1°) sur le fondement de l’article L. 521-1 du code de justice administrative, de suspendre l’exécution de la décision du 14 août 2025 par laquelle le sous-directeur des visas a rejeté son recours contre la décision du 11 juin 2025 par laquelle l’autorité consulaire française à Casablanca a refusé la délivrance d’un visa de court séjour à sa mère, Mme A... B... ;

2°) d’enjoindre au ministre de l’intérieur de délivrer le visa de court séjour demandé ;

3°) de condamner l’Etat aux entiers dépens ;

Elle soutient que :

- la condition d’urgence est satisfaite dès lors qu’elle souhaite lui apporter un soutien en France pour assister sa fille au quotidien suite à la naissance de son dernier enfant en mai 2025 ; la décision la prive de la possibilité de rencontrer sa petite-fille ; la décision aggrave la situation psychologique et organisationnelle de la famille, déjà fragilisée par l’absence du père en raison de ses obligations militaires ; la décision porte atteinte au droit à une vie privée et familiale et méconnaît les stipulations de l’article 8 de la convention européenne de sauvegarde des droits de l’homme et des libertés fondamentales ;
- il existe un doute sérieux quant à la légalité de la décision attaquée.

Vu :
- la décision attaquée ;
- les autres pièces du dossier ;
- l’ordonnance n° 2516210 du 1er octobre 2025 du juge des référés du tribunal administratif de Nantes ;

Vu :

- la convention européenne de sauvegarde des droits de l’homme et des libertés fondamentales ;
- le code de l'entrée et du séjour des étrangers et du droit d'asile ;
- le code de justice administrative.

Le président du tribunal, en application de l’article L. 511-2 du code de justice administrative, a désigné M. Marowski, premier conseiller, pour statuer en matière de référés.

Considérant ce qui suit :

Aux termes du premier alinéa de l’article L. 521-1 du code de justice administrative : « Quand une décision administrative, même de rejet, fait l’objet d’une requête en annulation ou en réformation, le juge des référés, saisi d’une demande en ce sens, peut ordonner la suspension de l’exécution de cette décision, ou de certains de ses effets, lorsque l’urgence le justifie et qu’il est fait état d’un moyen propre à créer, en l’état de l’instruction, un doute sérieux quant à la légalité de la décision ».

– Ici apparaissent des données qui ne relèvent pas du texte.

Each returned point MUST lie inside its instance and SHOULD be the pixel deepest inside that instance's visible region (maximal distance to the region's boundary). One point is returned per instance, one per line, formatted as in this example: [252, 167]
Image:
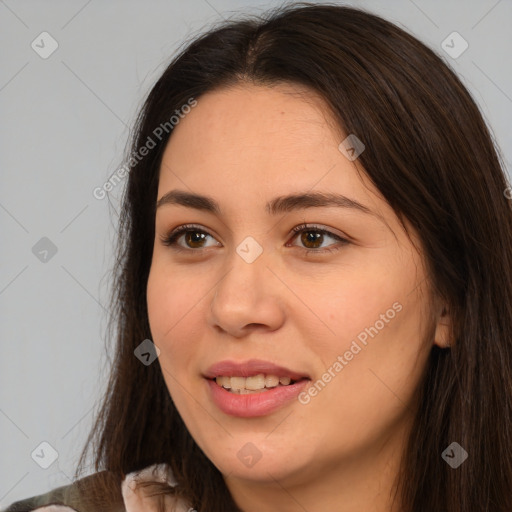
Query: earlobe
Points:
[442, 336]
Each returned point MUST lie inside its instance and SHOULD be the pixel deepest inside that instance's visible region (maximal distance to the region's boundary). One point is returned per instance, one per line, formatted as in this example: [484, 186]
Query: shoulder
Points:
[104, 492]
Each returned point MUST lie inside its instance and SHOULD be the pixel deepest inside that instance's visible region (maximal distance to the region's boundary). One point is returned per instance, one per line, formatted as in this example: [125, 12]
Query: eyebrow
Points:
[278, 205]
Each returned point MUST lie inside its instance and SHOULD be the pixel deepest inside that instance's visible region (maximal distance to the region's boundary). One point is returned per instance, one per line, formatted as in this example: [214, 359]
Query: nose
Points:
[247, 297]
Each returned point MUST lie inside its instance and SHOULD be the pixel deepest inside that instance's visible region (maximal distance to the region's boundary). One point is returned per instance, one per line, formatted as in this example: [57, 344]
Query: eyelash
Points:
[171, 239]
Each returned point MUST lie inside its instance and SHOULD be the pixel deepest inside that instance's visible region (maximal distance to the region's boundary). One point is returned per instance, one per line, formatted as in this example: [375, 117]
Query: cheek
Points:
[175, 309]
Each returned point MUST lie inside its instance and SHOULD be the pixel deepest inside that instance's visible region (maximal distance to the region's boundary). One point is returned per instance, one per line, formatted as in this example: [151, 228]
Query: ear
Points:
[442, 336]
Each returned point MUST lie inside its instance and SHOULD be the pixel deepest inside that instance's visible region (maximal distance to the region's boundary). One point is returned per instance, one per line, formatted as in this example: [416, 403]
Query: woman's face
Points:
[339, 307]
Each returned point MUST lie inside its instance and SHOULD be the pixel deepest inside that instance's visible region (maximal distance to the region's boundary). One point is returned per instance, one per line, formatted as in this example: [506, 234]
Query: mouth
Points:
[259, 383]
[253, 388]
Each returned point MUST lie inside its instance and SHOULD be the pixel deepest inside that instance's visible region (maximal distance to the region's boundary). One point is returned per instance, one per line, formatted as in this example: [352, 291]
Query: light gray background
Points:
[65, 122]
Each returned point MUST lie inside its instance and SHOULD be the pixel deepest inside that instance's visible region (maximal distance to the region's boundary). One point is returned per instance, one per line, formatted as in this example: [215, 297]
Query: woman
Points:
[314, 296]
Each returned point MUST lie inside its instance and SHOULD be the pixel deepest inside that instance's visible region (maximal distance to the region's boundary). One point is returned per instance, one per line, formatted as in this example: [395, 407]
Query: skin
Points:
[244, 146]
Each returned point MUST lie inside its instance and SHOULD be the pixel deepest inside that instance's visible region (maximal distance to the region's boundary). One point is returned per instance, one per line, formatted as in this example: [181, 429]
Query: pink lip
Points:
[253, 404]
[250, 368]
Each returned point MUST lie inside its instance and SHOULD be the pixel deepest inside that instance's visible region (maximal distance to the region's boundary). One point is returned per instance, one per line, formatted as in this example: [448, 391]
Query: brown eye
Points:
[194, 238]
[312, 238]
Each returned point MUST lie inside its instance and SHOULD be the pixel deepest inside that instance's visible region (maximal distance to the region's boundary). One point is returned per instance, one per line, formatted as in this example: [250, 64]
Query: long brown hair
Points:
[430, 153]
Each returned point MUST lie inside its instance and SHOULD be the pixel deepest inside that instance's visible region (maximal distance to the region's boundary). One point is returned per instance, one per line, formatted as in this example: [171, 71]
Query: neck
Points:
[364, 481]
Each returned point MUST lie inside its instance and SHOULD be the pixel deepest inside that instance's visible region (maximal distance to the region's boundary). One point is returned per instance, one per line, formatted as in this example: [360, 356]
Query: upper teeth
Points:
[253, 383]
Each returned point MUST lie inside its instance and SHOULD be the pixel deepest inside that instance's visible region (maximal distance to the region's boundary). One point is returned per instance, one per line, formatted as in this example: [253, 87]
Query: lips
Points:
[251, 368]
[244, 403]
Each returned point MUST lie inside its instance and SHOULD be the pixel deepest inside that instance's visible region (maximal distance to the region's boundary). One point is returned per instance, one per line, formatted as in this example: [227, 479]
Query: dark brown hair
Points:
[430, 154]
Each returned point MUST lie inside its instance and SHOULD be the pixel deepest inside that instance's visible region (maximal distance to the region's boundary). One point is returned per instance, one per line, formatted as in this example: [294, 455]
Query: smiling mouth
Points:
[255, 384]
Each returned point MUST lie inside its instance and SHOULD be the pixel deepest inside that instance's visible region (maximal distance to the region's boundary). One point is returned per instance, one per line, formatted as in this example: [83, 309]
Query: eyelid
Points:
[171, 238]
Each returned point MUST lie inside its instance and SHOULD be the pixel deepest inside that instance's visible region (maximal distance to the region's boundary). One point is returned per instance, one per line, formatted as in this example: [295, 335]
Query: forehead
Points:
[258, 138]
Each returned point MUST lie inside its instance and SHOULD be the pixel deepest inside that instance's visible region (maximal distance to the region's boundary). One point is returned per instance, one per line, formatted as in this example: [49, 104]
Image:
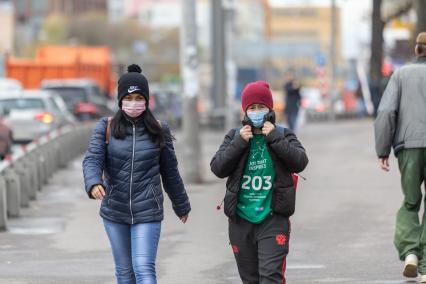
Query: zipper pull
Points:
[302, 177]
[219, 206]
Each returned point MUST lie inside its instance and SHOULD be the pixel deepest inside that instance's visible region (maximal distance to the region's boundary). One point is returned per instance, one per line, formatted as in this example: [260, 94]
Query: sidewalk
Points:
[342, 231]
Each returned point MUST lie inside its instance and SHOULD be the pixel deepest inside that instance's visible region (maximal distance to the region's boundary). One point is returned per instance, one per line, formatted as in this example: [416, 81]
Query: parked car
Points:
[5, 137]
[166, 103]
[312, 100]
[32, 113]
[83, 97]
[8, 84]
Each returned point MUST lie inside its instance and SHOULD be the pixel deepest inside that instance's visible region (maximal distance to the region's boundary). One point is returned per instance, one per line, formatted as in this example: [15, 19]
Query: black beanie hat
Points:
[133, 82]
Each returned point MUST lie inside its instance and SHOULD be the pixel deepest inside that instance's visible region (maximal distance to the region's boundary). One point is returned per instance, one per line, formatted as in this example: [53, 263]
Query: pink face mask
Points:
[133, 108]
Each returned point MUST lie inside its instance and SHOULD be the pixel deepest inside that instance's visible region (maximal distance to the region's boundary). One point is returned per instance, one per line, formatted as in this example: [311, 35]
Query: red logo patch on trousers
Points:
[281, 239]
[234, 248]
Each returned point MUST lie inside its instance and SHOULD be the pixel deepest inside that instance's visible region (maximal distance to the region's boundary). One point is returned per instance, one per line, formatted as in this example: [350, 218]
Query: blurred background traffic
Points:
[60, 59]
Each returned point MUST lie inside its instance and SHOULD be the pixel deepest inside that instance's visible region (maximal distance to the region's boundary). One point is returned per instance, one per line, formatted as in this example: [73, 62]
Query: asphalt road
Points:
[341, 233]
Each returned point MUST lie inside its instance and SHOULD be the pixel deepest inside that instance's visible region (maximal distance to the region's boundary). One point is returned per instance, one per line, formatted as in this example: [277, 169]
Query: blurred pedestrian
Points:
[401, 123]
[258, 160]
[292, 101]
[375, 91]
[134, 152]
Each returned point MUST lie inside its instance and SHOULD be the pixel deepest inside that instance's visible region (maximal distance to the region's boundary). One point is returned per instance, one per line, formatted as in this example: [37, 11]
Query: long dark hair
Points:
[120, 122]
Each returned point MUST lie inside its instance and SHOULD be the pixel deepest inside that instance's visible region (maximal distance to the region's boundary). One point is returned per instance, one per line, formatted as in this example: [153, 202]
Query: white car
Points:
[33, 113]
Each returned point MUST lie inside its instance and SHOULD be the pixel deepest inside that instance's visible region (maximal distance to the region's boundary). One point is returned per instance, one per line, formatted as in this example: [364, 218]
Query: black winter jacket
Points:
[287, 154]
[132, 168]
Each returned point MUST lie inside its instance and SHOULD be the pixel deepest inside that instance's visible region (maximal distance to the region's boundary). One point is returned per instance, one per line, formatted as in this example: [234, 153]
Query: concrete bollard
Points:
[13, 192]
[31, 168]
[36, 169]
[41, 167]
[3, 205]
[24, 181]
[27, 183]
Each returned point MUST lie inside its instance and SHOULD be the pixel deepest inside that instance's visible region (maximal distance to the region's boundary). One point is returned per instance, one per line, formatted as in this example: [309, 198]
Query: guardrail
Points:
[24, 173]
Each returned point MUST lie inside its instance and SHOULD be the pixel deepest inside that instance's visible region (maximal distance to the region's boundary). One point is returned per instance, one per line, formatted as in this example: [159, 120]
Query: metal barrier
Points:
[25, 172]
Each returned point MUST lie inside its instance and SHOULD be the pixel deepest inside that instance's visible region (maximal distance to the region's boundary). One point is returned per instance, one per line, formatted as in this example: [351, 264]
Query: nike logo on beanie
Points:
[133, 89]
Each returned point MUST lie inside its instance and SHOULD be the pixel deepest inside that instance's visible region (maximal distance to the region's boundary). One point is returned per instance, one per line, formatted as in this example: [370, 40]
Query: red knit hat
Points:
[256, 93]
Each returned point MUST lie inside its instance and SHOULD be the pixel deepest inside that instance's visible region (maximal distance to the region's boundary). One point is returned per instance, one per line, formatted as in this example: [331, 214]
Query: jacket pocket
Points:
[155, 197]
[230, 204]
[111, 189]
[284, 201]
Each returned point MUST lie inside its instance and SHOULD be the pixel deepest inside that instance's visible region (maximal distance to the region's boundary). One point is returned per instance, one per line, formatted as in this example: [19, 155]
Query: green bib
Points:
[254, 199]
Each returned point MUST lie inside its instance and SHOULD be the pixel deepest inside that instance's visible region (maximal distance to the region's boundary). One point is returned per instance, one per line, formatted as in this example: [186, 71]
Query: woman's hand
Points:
[267, 128]
[98, 192]
[246, 133]
[184, 218]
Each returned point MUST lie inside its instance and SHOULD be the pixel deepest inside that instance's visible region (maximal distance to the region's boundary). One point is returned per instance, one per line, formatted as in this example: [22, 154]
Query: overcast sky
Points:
[355, 21]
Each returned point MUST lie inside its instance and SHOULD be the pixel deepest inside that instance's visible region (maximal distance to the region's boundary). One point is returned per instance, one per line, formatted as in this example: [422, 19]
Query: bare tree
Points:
[379, 21]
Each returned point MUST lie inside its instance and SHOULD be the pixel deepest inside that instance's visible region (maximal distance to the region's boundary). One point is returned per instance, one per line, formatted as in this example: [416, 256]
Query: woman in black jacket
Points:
[258, 160]
[124, 169]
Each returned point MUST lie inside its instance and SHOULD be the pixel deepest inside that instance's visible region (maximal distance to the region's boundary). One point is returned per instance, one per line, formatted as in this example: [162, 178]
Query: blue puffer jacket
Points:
[132, 168]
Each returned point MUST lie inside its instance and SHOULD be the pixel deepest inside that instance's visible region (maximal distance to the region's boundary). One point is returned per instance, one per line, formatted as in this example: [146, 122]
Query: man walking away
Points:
[401, 123]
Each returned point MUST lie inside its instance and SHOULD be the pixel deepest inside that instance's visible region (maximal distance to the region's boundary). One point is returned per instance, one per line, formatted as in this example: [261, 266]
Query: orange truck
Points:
[64, 62]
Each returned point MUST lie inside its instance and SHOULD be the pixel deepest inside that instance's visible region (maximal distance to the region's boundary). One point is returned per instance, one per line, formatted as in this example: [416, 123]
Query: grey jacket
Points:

L’urgence justifie que soit prononcée la suspension d’un acte administratif lorsque l’exécution de celui-ci porte atteinte, de manière suffisamment grave et immédiate, à un intérêt public, à la situation du requérant ou aux intérêts qu’il entend défendre. Il appartient au juge des référés, saisi de conclusions tendant à la suspension d’un acte administratif, d’apprécier concrètement, compte tenu des justifications fournies par le requérant, si les effets de l’acte litigieux sont de nature à caractériser une urgence justifiant que, sans attendre le jugement de la requête au fond, l’exécution de la décision soit suspendue. L’urgence doit être appréciée objectivement compte tenu de l’ensemble des circonstances de l’affaire.

Pour justifier de l’urgence à suspendre la décision attaquée, la requérante se borne à se prévaloir de ce qu’elle souhaite rendre visite à sa famille en France pour apporter un soutien matériel et moral à sa fille. Cependant, ces seules circonstances ne suffisent pas à établir que le refus de visa litigieux porte atteinte de manière grave et immédiate à la situation de la requérante. Dès lors, la condition d’urgence ne peut être regardée comme satisfaite.

Il y a lieu, par suite, de rejeter la requête en toutes ses conclusions selon la procédure prévue à l’article L. 522-3 du code de justice administrative

O R D O N N E:

Article 1er : La requête de Mme B... est rejetée.

Article 2 : La présente ordonnance sera notifiée à Mme A... B....

Copie en sera adressée au ministre d’Etat, ministre de l'intérieur.

Fait à Nantes, le 13 octobre 2025.

Le juge des référés,

Y. MAROWSKI
La République mande et ordonne au ministre d’Etat, ministre de l’intérieur en ce qui le concerne ou à tous commissaires de justice à ce requis en ce qui concerne les voies de droit commun contre les parties privées, de pourvoir à l’exécution de la présente décision.